Financial firms rarely survive being indicted on criminal charges. Few want to go the way of Drexel Burnham Lambert or E.F. Hutton. For their managers, the threat of personal criminal charges is career-ending ruin. Unsurprisingly, it is easier to empty their shareholders’ wallets. To anyone who asks, “Surely these big firms wouldn’t pay out if they knew they were innocent?”, the answer is: oddly enough, they might.
Perhaps the most destructive part of it all is the secrecy and opacity. The public never finds out the full facts of the case, nor discovers which specific people—with souls and bodies—were to blame. Since the cases never go to court, precedent is not established, so it is unclear what exactly is illegal. That enables future shakedowns, but hurts the rule of law and imposes enormous costs. Nor is it clear how the regulatory booty is being carved up. Andrew Cuomo, the governor of New York, who is up for re-election, reportedly intervened to increase the state coffers’ share of BNP’s settlement by $1 billion, threatening to wield his powers to withdraw the French bank’s licence to operate on Wall Street. Why a state government should get any share at all of a French firm’s fine for defying the federal government’s foreign policy is not clear.
I’ll see you in court—in another life
The best thing would be for at least some of these cases to go to proper trial: then a few of the facts would spill out. That is hardly in the interests of the regulators or their managerial prey, but shareholders at least should push for that. Two senators, Elizabeth Warren and Tom Coburn, have put forward a bill to make the terms of such settlements public, which would be a start. Prosecutors and regulators should also be required to publish the reasons why, given the gravity of their initial accusations, they did not take the matter all the way to court.
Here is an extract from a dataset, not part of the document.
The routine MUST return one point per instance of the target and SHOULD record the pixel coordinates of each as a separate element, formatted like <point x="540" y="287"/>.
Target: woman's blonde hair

In the longer term, two changes are needed to the legal system. The first is a much clearer division between the civil and criminal law when it comes to companies. Most cases of corporate malfeasance are to do with money and belong in civil courts. If in the course of those cases it emerges that individual managers have broken the criminal law, they can be charged.
The second is a severe pruning of the legal system. When America was founded, there were only three specified federal crimes—treason, counterfeiting and piracy. Now there are too many to count. In the most recent estimate, in the early 1990s, a law professor reckoned there were perhaps 300,000 regulatory statutes carrying criminal penalties—a number that can only have grown since then. For financial firms especially, there are now so many laws, and they are so complex (witness the thousands of pages of new rules resulting from the Dodd-Frank reforms), that enforcing them is becoming discretionary.
This undermines the predictability and clarity that serve as the foundations for the rule of law, and risks the prospect of a selective—and potentially corrupt—system of justice in which everybody is guilty of something and punishment is determined by political deals . America can hardly tut-tut at the way China’s justice system applies the law to companies in such an arbitrary manner when at times it seems almost as bad itself.